Erst danach atmete sie auf und lächelte Isa an. »Wir sind doch gut gewesen, nicht wahr?«
»Wir? Nein, ich nicht. Du bist gut gewesen. Wenn du nicht gewesen wärst, wäre ich längst tot.«
»Nun ja, so...«
»Doch, doch«, beharrte Isa. »Du hast mir das Leben gerettet. Ich weiß jetzt auch, warum ich auf dem Felsen lag. Die Männer in Grau haben mich dort als Beute für die Vögel hingelegt. Sie sind nur etwas später gekommen, da war ich schon weg. Jetzt werden sie uns suchen.«
»Davon müssen wir ausgehen«, erklärte Carlotta mit ruhiger Stimme. Sie wunderte sich über sich selbst, wie gelassen sie bei all dem geblieben war. Möglicherweise lag es daran, dass sie in ihrer Vergangenheit bereits einen zu großen Schrecken erlebt hatte und dabei in Situationen geraten war, die andere Menschen nicht mal in zehn Leben durchmachten. Sie war praktisch programmiert darauf, in bestimmten Situationen nicht die Nerven zu verlieren.

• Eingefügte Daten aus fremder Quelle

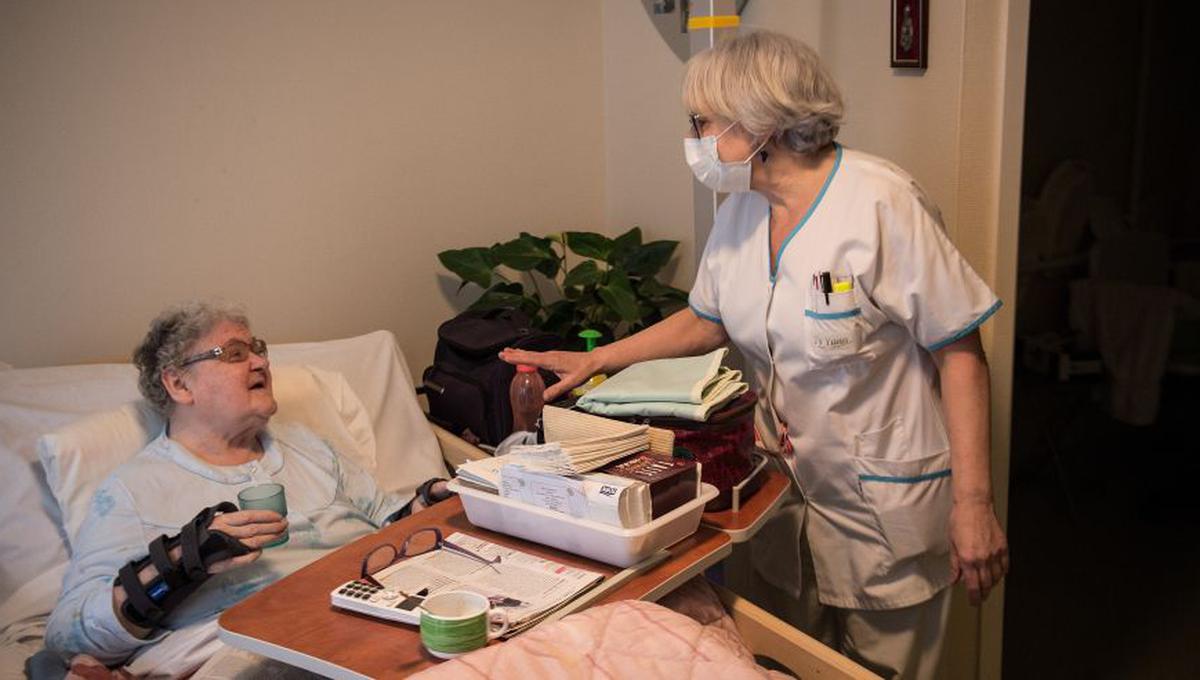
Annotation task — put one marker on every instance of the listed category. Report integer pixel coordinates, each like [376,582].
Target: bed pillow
[79,456]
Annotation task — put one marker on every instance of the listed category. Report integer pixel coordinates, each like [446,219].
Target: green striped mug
[459,621]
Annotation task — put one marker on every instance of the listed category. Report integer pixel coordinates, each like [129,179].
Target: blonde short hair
[771,84]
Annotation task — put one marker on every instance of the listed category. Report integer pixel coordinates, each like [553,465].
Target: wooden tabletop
[755,511]
[293,620]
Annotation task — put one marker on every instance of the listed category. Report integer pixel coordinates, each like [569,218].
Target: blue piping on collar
[816,202]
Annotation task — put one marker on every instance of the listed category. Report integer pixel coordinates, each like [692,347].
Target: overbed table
[293,620]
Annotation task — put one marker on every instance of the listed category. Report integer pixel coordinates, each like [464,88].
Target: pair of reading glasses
[233,351]
[417,543]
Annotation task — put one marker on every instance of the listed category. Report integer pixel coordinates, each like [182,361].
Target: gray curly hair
[167,343]
[771,84]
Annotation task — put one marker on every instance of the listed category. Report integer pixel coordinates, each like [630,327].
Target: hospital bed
[64,428]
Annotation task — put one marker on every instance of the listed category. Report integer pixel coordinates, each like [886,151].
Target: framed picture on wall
[910,34]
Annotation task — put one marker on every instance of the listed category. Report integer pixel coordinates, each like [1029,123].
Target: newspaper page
[528,588]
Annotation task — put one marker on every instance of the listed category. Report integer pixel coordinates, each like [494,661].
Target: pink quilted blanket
[623,639]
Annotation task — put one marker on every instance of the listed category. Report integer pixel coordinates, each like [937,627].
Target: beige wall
[646,179]
[305,157]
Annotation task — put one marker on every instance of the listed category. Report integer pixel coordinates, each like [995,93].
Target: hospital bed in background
[65,428]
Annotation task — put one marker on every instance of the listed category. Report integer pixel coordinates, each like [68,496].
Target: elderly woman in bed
[133,595]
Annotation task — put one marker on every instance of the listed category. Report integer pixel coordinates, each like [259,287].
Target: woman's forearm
[966,403]
[682,334]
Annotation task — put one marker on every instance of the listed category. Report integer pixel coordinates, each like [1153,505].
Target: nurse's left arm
[978,547]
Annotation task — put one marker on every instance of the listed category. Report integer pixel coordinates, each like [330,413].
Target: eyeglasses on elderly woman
[233,351]
[417,543]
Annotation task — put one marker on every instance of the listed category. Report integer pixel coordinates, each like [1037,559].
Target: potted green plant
[609,284]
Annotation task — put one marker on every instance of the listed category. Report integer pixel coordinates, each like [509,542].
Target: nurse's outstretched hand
[571,367]
[978,548]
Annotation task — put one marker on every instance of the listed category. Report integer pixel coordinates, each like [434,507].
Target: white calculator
[367,599]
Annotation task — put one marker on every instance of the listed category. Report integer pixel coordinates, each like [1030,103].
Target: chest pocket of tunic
[834,330]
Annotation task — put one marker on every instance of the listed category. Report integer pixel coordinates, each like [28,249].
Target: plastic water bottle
[525,395]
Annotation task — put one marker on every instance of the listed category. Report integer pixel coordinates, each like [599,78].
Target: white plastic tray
[610,545]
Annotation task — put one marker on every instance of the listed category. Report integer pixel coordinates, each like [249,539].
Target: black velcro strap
[177,581]
[160,557]
[189,539]
[143,609]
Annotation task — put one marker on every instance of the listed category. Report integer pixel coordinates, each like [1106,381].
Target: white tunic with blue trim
[850,378]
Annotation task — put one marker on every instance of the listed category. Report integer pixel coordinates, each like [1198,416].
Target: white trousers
[904,644]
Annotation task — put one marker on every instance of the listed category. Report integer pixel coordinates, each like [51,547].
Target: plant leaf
[525,253]
[588,244]
[469,264]
[618,295]
[648,259]
[508,295]
[583,274]
[559,318]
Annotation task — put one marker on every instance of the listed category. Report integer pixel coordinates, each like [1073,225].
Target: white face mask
[711,170]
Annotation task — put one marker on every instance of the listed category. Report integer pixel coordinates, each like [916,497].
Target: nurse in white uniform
[831,271]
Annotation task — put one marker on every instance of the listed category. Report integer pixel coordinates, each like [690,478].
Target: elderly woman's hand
[253,528]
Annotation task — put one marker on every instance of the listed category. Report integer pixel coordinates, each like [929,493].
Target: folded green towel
[689,387]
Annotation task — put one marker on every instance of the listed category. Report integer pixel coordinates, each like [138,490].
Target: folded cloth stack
[690,387]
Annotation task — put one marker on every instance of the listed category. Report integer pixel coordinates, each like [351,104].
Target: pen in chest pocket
[826,286]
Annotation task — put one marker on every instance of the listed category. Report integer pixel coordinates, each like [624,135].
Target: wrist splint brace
[148,605]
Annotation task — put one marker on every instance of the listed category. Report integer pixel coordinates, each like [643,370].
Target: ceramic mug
[265,497]
[459,621]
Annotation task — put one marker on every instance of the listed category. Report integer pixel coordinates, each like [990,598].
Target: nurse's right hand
[571,367]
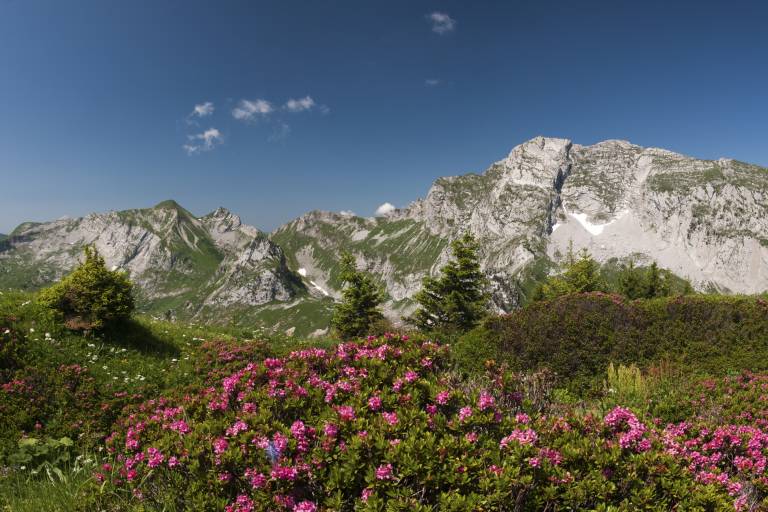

»Und wo können wir uns verstecken, Carlotta? Sollen wir hier im Wald bleiben ?« Isa deutete gegen die Laubdächer und wies auch auf die Lücken. Da wird man uns immer sehen können, denke ich.«
Das Vogelmädchen ging nur indirekt auf die Bemerkung ein. »Weißt du, ob dieses Land belebt ist?«
Isa deutete ein Kopfschütteln an. »Bitte, wie meinst du das? Ich verstehe nicht.«
»Ob man hier jemand finden kann, den man nicht unbedingt als Feind ansehen muss?«
»Du meinst Menschen?«
»Wie auch immer.« Carlotta zuckte mit den Schultern. »Es müssen ja nicht nur Menschen sein. Hier ist alles möglich.«
»Das weiß ich nicht.«
»Aber du hast dich mit den Druiden beschäftigt. Oder irre ich mich da ?«
»Ja, schon. Wir haben sogar versucht, ihre Sprache zu lernen. Wir wollten uns mit ihnen verbünden. Irgendwie hatten wir uns in den Kopf gesetzt, ein Leben zu führen, wie sie es getan haben. Aber das ist wohl nicht ganz gelungen.«
»Nein, wohl nicht.« Carlotta zögerte kurz. »Dann müssen wir etwas anderes versuchen.